Bölüm 41: Olmuş Sanılanlar (1)

457 75 30
                                    


Yaklaşık bir saat sonra Luo Jianqing, Ling Yun Salonu'ndan aceleyle çıktı. Oradan ayrılmadan hemen önce, arkasından gelen yumuşak bir ses duydu, "Kıdemli Luo, geri dönmüşsün."

Luo Jianqing arkasına bakmak için durdu.

Belinde kılıcı Qing Yun ile açık renkli bir kıyafet giyen Zuo Yunmo'yu gördü. Yaz esintisine benzeyen gülümsemesi ile Zuo Yunmo, yıllar önceki halinden bir şey kaybetmemişti. Ancak Luo Jianqing'in onunla konuşmak için fazla vakti yoktu, "Kıdemli Zuo, seni görmeyeli uzun zaman oldu. Ancak şu anda oldukça meşgulüm, bu yüzden, bir dahaki sefere."

Zuo Yunmo, "Ne yapacaksın?"

Luo Jianqing bu soruyu beklemiyordu, Zuo Yunmo'ya gülümsedi, "Dört yıldır ortalıkta yoktum. Ustam beni görmeyi bekliyordur. Onun yanına gitmeliyim ve... ona söylemem gereken bir şey var. "

Luo Jianqing cevap olarak cana yakın bir gülümseme almıştı.

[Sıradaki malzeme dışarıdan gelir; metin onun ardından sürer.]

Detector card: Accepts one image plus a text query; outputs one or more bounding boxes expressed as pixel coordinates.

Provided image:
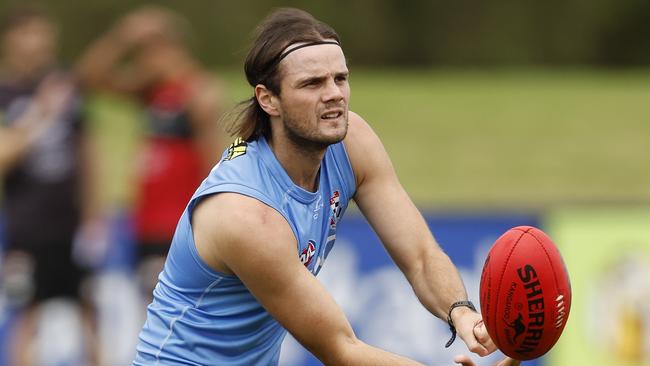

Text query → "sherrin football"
[480,226,571,360]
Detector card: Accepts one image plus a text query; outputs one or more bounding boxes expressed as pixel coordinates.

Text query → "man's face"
[279,44,350,149]
[2,18,57,78]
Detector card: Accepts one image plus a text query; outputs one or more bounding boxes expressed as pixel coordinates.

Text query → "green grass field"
[89,68,650,210]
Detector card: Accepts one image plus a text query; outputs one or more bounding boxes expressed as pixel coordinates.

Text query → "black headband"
[256,41,341,84]
[273,41,341,65]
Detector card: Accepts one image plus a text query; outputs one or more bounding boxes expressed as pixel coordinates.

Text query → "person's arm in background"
[192,193,420,366]
[345,112,496,356]
[0,74,73,175]
[73,121,110,268]
[188,74,226,172]
[76,11,158,94]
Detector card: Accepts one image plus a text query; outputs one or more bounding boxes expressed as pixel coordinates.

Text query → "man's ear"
[255,84,280,117]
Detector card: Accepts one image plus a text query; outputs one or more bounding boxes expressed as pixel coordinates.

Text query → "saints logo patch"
[224,137,248,160]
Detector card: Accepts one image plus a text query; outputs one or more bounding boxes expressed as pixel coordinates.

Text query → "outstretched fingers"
[474,320,497,354]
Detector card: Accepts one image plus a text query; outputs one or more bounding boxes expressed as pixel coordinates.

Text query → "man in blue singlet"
[133,9,516,366]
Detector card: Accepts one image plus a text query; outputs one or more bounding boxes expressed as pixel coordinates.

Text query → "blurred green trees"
[0,0,650,66]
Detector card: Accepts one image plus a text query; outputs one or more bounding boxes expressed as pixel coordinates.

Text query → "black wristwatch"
[445,300,476,348]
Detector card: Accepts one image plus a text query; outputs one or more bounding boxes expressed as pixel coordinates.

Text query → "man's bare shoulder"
[192,192,295,273]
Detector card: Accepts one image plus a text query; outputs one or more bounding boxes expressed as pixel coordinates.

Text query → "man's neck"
[268,136,326,192]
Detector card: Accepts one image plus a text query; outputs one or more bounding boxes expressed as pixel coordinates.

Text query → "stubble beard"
[282,111,348,153]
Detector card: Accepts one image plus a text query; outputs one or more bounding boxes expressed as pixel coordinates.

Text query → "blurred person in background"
[133,9,518,366]
[78,5,223,302]
[0,7,102,366]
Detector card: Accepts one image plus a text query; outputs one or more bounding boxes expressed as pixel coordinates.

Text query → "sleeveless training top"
[133,137,356,366]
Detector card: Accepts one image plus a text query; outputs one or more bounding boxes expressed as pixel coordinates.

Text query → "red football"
[480,226,571,360]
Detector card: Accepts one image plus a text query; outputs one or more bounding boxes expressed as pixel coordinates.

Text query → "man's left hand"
[451,308,497,357]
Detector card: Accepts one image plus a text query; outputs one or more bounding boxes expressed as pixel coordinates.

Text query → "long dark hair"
[228,8,340,141]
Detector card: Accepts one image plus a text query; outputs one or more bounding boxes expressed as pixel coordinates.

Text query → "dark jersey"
[0,74,82,247]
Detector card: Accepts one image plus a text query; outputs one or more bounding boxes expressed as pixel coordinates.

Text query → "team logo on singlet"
[224,137,248,160]
[300,240,316,267]
[330,191,341,229]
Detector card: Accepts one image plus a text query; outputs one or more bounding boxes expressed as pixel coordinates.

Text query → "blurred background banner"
[547,208,650,366]
[280,212,544,366]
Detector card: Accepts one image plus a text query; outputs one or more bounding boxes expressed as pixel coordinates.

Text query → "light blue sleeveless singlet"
[133,137,356,366]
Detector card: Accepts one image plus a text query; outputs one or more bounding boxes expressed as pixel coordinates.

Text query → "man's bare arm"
[192,193,418,366]
[345,113,494,355]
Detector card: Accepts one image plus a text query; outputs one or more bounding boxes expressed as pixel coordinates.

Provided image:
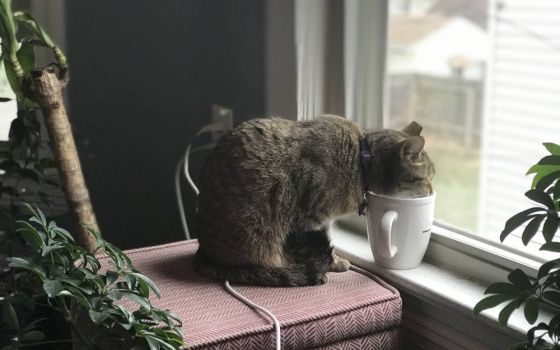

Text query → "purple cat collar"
[358,136,373,215]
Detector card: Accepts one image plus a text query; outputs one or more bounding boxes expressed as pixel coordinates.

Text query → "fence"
[389,74,482,146]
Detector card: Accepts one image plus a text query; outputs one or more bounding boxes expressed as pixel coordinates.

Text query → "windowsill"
[331,225,551,338]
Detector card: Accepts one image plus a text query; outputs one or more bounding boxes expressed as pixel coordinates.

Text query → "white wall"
[479,0,560,242]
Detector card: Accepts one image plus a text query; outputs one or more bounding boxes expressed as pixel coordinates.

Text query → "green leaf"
[88,310,111,324]
[43,280,64,298]
[543,213,558,242]
[144,336,160,350]
[17,41,35,74]
[498,298,523,328]
[6,257,46,280]
[552,181,560,201]
[484,282,524,299]
[521,214,545,245]
[126,275,137,289]
[500,207,545,242]
[527,164,560,188]
[2,55,23,100]
[540,242,560,253]
[525,189,555,211]
[543,142,560,156]
[535,171,560,191]
[22,330,45,342]
[543,290,560,307]
[14,11,54,48]
[508,269,531,290]
[41,243,64,256]
[537,259,560,280]
[473,294,515,315]
[60,278,93,295]
[105,271,119,285]
[2,300,19,331]
[538,155,560,165]
[130,272,161,298]
[524,299,539,324]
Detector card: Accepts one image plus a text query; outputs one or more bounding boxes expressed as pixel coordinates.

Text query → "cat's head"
[368,122,435,195]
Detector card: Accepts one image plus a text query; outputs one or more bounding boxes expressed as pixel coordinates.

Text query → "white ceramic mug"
[367,192,436,270]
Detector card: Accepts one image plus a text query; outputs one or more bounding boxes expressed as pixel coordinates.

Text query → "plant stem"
[19,339,72,348]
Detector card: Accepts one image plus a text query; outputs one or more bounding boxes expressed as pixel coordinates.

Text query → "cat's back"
[208,115,360,169]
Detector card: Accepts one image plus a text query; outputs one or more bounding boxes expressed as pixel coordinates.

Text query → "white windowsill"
[331,225,551,337]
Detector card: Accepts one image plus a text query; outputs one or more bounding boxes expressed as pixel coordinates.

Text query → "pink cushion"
[118,240,401,350]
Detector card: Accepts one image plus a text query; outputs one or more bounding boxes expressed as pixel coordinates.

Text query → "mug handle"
[378,210,399,259]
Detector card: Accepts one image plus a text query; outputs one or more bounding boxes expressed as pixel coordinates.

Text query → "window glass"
[385,0,560,254]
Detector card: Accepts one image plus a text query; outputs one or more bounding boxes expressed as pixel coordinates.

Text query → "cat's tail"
[193,249,328,286]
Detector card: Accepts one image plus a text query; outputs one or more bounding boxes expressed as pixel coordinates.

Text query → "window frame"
[333,214,547,284]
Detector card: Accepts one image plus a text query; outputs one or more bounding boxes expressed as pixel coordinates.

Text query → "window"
[385,0,560,258]
[288,0,560,257]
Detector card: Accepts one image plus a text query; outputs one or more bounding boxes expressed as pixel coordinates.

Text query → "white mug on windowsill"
[367,192,436,270]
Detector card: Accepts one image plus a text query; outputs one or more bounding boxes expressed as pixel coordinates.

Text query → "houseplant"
[0,0,99,251]
[474,143,560,349]
[0,206,183,350]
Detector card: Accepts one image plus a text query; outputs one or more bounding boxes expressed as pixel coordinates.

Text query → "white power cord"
[175,124,282,350]
[225,280,282,350]
[175,124,223,239]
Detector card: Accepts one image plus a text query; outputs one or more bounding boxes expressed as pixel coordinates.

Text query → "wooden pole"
[31,67,99,251]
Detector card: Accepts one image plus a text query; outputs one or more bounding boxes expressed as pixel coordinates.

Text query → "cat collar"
[358,137,373,215]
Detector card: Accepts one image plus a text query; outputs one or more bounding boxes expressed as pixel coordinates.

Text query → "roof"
[389,15,450,46]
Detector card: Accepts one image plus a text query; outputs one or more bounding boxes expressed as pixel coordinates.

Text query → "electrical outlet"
[212,105,233,141]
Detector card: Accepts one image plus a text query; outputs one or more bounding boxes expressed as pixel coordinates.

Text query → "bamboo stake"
[31,66,99,251]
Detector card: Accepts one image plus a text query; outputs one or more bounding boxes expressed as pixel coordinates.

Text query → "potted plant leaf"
[0,206,183,350]
[474,143,560,349]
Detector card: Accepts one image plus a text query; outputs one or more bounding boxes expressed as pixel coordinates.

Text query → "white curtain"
[294,0,388,128]
[295,0,327,120]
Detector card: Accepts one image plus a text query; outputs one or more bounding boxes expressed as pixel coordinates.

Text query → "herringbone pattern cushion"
[118,240,401,350]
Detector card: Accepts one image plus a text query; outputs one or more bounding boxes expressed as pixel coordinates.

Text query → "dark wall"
[66,0,264,248]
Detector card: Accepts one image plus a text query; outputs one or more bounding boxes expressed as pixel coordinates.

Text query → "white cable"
[225,280,282,350]
[175,159,191,239]
[175,124,223,239]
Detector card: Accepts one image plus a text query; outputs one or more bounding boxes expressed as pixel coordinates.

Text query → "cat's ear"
[399,136,426,160]
[402,122,422,136]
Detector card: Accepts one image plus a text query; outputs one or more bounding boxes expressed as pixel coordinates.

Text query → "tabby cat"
[194,115,434,286]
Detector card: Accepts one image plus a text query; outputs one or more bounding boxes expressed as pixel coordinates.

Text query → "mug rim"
[367,191,436,202]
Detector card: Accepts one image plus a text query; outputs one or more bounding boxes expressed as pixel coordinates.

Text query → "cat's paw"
[314,274,329,286]
[329,255,350,272]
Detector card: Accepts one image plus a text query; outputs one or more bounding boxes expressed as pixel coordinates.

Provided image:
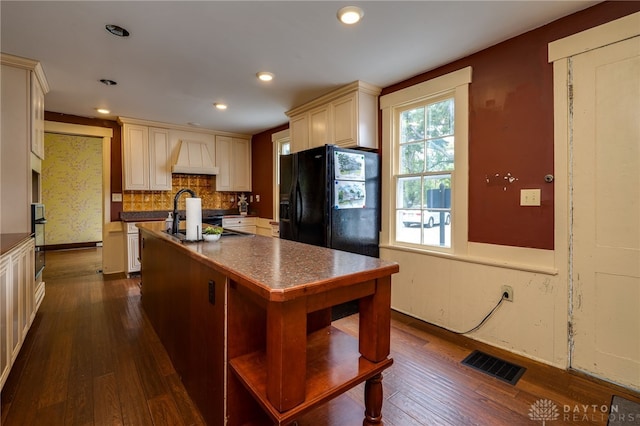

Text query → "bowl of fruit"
[202,226,223,241]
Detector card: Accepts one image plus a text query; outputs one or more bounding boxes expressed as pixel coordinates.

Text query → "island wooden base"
[141,227,398,426]
[229,327,393,425]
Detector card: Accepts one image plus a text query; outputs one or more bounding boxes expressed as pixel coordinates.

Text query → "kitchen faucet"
[171,189,196,235]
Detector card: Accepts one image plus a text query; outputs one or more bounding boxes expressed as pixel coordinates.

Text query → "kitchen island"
[140,225,399,426]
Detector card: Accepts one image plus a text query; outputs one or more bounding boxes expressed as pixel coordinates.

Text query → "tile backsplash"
[122,174,240,212]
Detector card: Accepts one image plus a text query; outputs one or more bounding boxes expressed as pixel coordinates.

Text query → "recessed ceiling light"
[104,24,129,37]
[256,71,274,81]
[338,6,364,25]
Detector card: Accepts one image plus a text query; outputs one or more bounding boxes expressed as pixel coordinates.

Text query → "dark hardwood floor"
[0,248,640,426]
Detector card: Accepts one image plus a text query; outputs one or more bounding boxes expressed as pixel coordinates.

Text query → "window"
[271,129,291,220]
[395,94,455,247]
[380,68,471,252]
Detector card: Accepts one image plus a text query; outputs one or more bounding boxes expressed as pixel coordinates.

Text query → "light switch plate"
[520,189,540,206]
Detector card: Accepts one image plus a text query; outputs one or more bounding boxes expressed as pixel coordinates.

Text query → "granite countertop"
[120,209,238,222]
[140,224,399,301]
[0,232,33,255]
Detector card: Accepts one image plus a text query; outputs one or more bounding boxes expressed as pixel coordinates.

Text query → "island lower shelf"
[229,326,393,424]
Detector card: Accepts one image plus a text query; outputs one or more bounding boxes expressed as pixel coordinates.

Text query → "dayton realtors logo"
[529,399,560,426]
[529,399,640,426]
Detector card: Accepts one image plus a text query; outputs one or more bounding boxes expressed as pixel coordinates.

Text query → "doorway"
[41,132,103,249]
[44,121,113,272]
[549,13,640,390]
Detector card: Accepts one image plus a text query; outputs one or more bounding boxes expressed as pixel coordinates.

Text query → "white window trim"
[380,67,472,255]
[271,129,291,221]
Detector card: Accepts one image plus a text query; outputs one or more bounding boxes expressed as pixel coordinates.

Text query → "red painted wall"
[381,1,640,249]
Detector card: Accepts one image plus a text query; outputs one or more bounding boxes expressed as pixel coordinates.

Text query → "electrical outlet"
[501,285,513,302]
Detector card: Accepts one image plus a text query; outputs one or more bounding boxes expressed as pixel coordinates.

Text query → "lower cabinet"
[0,238,36,390]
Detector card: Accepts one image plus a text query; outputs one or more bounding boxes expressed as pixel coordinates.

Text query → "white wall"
[381,248,568,368]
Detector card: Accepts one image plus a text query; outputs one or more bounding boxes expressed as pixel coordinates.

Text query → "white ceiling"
[0,0,599,134]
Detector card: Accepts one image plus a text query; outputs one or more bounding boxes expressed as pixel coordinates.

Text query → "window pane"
[396,177,422,209]
[400,142,424,174]
[427,136,454,172]
[427,98,454,138]
[400,107,425,143]
[424,174,451,209]
[280,142,291,155]
[422,174,451,247]
[396,210,422,244]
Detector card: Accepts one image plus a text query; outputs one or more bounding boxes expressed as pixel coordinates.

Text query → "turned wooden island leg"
[362,374,382,426]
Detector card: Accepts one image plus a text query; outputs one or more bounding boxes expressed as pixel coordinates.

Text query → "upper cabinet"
[216,136,251,192]
[287,81,380,152]
[0,53,49,233]
[121,119,171,191]
[31,73,44,160]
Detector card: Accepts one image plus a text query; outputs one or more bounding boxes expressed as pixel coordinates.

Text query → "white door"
[570,37,640,389]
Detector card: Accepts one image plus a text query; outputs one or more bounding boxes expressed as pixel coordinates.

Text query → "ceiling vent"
[171,141,219,175]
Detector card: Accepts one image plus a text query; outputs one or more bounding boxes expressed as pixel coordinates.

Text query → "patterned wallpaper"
[122,174,237,212]
[42,133,102,245]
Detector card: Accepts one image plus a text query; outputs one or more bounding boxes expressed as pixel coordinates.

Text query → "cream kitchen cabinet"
[216,136,251,192]
[0,53,49,233]
[289,114,310,152]
[120,119,171,191]
[0,238,36,390]
[287,81,380,152]
[31,73,44,160]
[222,216,258,234]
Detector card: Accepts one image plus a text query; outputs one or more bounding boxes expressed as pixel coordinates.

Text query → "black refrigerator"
[279,145,380,257]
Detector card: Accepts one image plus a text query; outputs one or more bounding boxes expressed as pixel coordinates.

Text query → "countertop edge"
[0,232,33,256]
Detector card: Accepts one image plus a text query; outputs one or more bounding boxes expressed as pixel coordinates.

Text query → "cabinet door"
[18,242,34,338]
[127,232,140,272]
[289,114,309,153]
[122,124,149,190]
[149,127,171,191]
[9,250,24,360]
[309,105,331,148]
[0,257,11,389]
[332,93,358,147]
[31,72,44,160]
[216,136,233,191]
[24,239,36,324]
[231,138,251,192]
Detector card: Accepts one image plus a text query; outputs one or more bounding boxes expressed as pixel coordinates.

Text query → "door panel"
[571,37,640,389]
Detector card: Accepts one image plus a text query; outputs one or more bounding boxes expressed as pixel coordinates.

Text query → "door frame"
[548,12,640,368]
[44,121,113,269]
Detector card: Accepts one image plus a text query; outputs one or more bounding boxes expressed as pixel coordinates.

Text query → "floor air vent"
[462,351,526,385]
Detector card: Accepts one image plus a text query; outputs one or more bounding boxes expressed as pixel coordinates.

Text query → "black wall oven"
[31,203,47,278]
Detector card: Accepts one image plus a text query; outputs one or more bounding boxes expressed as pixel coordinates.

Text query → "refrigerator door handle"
[296,185,302,224]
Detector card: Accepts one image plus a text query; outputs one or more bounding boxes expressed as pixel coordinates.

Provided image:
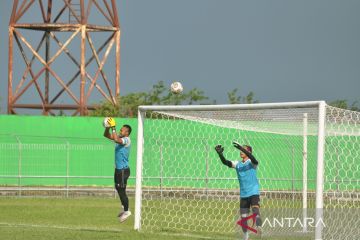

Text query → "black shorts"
[114,168,130,188]
[240,195,260,213]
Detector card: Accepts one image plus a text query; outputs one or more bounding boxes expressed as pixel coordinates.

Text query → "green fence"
[0,115,360,190]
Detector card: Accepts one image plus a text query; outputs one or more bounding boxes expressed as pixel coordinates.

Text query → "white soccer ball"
[170,82,184,94]
[103,117,110,128]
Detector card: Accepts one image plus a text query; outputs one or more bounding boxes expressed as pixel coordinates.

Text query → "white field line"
[0,222,228,239]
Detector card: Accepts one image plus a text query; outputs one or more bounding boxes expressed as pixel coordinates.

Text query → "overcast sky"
[0,0,360,113]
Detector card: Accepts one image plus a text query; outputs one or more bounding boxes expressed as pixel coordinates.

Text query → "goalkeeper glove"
[107,118,116,128]
[233,141,243,151]
[215,145,224,154]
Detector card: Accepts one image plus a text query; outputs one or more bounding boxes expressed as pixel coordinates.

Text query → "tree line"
[90,81,258,117]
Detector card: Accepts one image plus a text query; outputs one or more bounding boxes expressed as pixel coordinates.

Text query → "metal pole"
[80,25,86,116]
[291,144,295,203]
[139,101,325,111]
[302,113,308,232]
[115,30,120,98]
[315,101,326,240]
[7,26,14,114]
[43,31,50,115]
[15,136,22,197]
[160,144,164,200]
[66,141,70,198]
[205,143,209,198]
[134,110,145,230]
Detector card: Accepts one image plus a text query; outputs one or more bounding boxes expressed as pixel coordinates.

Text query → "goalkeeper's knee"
[252,205,262,226]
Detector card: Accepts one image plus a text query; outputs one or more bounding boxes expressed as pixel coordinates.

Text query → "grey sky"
[0,0,360,112]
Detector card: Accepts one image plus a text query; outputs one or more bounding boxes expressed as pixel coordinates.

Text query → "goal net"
[135,102,360,239]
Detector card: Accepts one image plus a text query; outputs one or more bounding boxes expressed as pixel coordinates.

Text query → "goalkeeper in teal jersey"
[104,118,131,222]
[215,142,262,240]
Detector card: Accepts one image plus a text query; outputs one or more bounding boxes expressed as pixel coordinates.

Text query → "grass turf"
[0,198,306,240]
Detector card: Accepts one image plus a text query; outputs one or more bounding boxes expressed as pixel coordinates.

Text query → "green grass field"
[0,198,308,240]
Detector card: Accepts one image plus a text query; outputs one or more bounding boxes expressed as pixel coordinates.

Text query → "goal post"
[134,101,360,239]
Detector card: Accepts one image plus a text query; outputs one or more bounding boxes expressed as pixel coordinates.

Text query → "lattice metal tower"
[8,0,120,115]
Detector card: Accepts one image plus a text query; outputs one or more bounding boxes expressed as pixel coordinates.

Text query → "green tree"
[90,81,208,117]
[227,88,259,104]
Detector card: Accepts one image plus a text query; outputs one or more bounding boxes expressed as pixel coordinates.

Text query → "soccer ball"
[103,117,110,128]
[170,82,184,94]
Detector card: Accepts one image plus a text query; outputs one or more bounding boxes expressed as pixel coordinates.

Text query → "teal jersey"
[115,137,131,169]
[232,159,260,198]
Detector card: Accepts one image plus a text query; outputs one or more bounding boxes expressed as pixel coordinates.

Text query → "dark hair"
[244,145,252,153]
[123,124,131,135]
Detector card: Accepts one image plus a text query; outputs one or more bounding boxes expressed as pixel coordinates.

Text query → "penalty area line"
[0,222,229,239]
[0,222,124,232]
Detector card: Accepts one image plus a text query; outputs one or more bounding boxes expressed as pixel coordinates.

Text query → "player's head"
[120,124,131,137]
[240,145,252,159]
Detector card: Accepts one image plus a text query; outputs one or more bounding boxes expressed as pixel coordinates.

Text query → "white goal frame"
[134,101,326,240]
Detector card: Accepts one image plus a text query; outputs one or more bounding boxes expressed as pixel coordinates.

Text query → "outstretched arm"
[104,127,124,144]
[233,142,259,165]
[215,145,233,168]
[104,128,112,140]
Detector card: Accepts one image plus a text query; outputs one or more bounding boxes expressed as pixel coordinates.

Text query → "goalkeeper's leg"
[115,169,131,220]
[250,195,262,235]
[240,198,250,240]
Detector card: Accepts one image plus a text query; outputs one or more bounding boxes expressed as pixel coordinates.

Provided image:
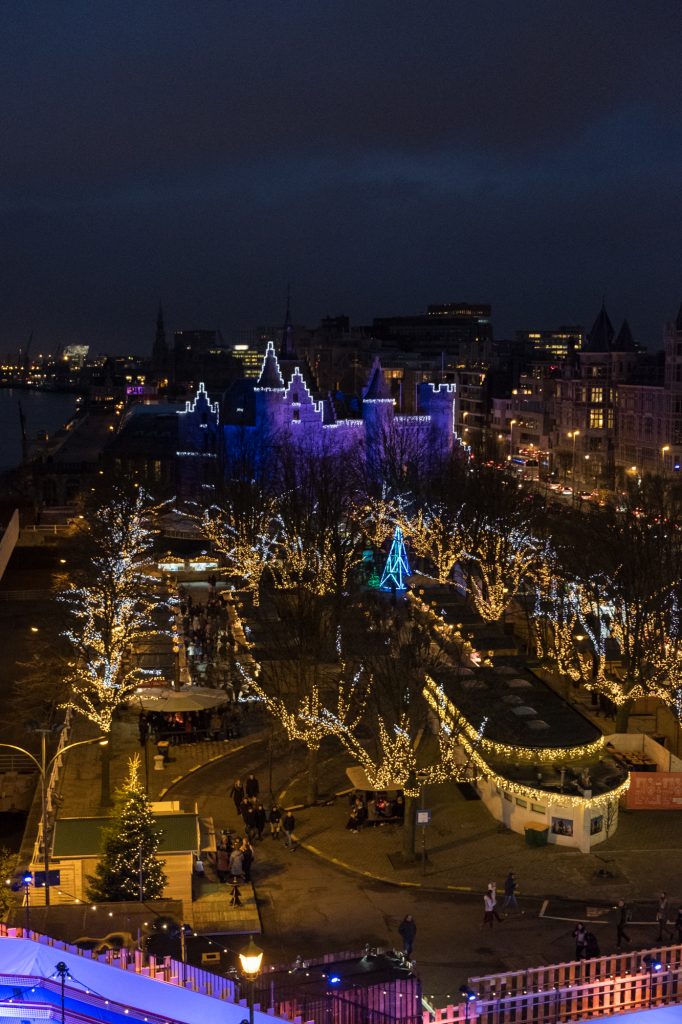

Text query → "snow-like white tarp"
[0,936,282,1024]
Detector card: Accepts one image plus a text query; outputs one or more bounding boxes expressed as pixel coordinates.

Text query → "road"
[157,745,652,1006]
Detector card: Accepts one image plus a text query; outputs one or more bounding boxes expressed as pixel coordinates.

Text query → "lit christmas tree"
[88,755,166,902]
[380,526,412,590]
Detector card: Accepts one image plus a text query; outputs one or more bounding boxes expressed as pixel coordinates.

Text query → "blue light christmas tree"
[380,526,412,590]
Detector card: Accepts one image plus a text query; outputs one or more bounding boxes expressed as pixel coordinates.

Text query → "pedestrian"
[398,913,417,959]
[656,892,668,942]
[269,804,282,839]
[215,843,229,882]
[282,811,296,851]
[229,778,244,814]
[572,921,587,959]
[675,906,682,945]
[229,849,244,879]
[242,836,254,882]
[481,889,495,928]
[255,803,267,840]
[502,871,518,910]
[487,882,502,924]
[615,899,630,949]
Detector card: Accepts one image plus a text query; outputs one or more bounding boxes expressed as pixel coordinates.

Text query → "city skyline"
[0,0,682,353]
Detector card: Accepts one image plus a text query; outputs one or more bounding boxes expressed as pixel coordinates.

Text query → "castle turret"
[418,384,457,452]
[363,358,394,469]
[254,341,286,439]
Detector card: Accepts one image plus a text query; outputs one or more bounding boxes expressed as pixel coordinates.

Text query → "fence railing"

Zuo Yunmo'nun gözlerine bakınca, karşısındaki kişi sanki onun kalbini görüyormuş gibi hissetti. Luo Jianqing, geçmiş yaşamındayken kuzeyde Zuo Yunmo ile son karşılaştığı anı hatırladı. O zaman da Zuo Yunmo'nun ona aynı bakışla, derin bir şekilde baktığını hatırladı.

Ama bu sefer bir şeyler farklıydı. Zuo Yunmo kuzeyde karşılaştıklarında gülümsemiyordu, şimdi ise gülümsüyordu.

Zuo Yunmo, "Jianqing, birkaç gün önce Liangzhou'daki sektten bir usta ve öğrencisinin kovulduğunu duydum. Sebebini biliyor musun? "

Luo Jianqing biraz şaşırmıştı, "Neden?"

Zuo Yunmo önünde duran güzel genç adama baktı. Gözlerinde parıldayan kederle iç çekti ama bu duygu çok çabuk kaybolmuştu. Sakin bir şekilde konuşmaya devam etti, "Çünkü o usta ve öğrencisinin, asla var olmaması gereken bir ilişkileri varmış."

Luo Jianqing hiçbir şey söylemedi, yüzünde herhangi bir duygu görünmüyordu.

Zuo Yunmo, "Jianqing, seni uzun zamandır görmüyordum. Yeni Doğan Ruh Dönemi'ne ulaşmış olman çok etkileyici."

"Sen de Altın Öz Dönemi'nin orta aşamasına ulaşmışsın."

''Bugün karşılaşmış olmamız ender bir fırsat. Onu tam olarak kullanıp birbirimize birkaç hamle göstersek nasıl olur... "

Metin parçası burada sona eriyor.